America’s banks did not equip themselves terribly well in the first great federal small-business loan handout. If, as is alleged, they made sure to favor businesses that really stretch the definition of small, especially those with which they already had an existing and profitable relationship, they could hardly have done better, even if some of the beneficiaries (Harvard, the Lakers) have had to give the money back. Thanks to the blowback received, those in charge of administering the program have made a few unhappy changes for round two. For one, bankers’ hedge fund and private equity buddies are no longer welcome at the trough. For another, there’s going to be some kind of audit of any loan over $2 million to make sure the Ruth’s Chrises of the world really need the money they’re asking for.
Understandably, if hypocritically, these changes have made banks and bankers a little grumpy. I mean, if you can’t use federal dollars to butter up important clients, what’s the point of even handing them out at all? And so, with their typical tone-deafness and a righteous anger befitting those only pretending to help those they’re supposed to be helping, they are here to blame the Small Business Administration for the next time the neediest businesses get no help.

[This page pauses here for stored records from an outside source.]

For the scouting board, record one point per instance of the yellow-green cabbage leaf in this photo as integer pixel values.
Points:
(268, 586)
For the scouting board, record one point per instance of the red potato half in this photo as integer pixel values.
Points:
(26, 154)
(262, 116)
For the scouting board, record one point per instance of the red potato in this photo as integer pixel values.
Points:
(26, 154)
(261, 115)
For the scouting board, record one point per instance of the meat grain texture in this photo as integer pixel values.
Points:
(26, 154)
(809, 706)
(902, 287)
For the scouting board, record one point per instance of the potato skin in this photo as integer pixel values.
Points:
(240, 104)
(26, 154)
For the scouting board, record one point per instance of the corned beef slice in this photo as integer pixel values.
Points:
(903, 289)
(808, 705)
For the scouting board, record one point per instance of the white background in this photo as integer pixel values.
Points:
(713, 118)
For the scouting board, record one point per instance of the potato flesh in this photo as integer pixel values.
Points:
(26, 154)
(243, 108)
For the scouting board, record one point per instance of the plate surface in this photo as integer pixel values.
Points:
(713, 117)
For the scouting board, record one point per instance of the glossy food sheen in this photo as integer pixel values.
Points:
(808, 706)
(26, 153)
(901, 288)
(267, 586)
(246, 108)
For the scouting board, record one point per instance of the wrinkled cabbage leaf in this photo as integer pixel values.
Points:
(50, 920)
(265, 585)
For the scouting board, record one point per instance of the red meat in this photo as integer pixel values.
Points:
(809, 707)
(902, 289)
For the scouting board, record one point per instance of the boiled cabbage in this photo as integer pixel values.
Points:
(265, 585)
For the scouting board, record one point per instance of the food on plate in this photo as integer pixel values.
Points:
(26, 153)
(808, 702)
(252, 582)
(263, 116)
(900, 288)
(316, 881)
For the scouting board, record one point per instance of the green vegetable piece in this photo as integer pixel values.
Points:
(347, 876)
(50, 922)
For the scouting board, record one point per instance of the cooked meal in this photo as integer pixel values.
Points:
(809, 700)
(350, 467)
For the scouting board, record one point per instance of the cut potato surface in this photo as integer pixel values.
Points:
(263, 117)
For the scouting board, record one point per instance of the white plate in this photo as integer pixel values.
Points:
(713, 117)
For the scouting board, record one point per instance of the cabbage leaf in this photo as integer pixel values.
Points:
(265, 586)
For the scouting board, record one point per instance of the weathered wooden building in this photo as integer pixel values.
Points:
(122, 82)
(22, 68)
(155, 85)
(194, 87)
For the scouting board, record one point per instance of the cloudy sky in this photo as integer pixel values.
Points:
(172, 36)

Rob Nichols, the chief executive of the American Bankers Association, wrote on Twitter that the trade group’s members were “deeply frustrated” at their inability to access the system. Until the problems were fixed, he said, “#AmericasBanks will not be able to help more struggling small businesses….”
The S.B.A.’s computer system stalled, froze and crashed repeatedly…. In a message sent to lenders on Monday afternoon, the S.B.A. wrote that “unprecedented demand” was slowing the response time of E-Tran. The agency said it had twice as many people trying to access the system that day as it did during the first round of program lending….
“This is one of the most inefficient days I’ve ever been a part of,” said Craig Street, the chief lending officer at United Midwest Savings Bank in Columbus, Ohio. “We have people sitting in front of computers inputting data over and over again only to be continually timed out of the system and have to start over.”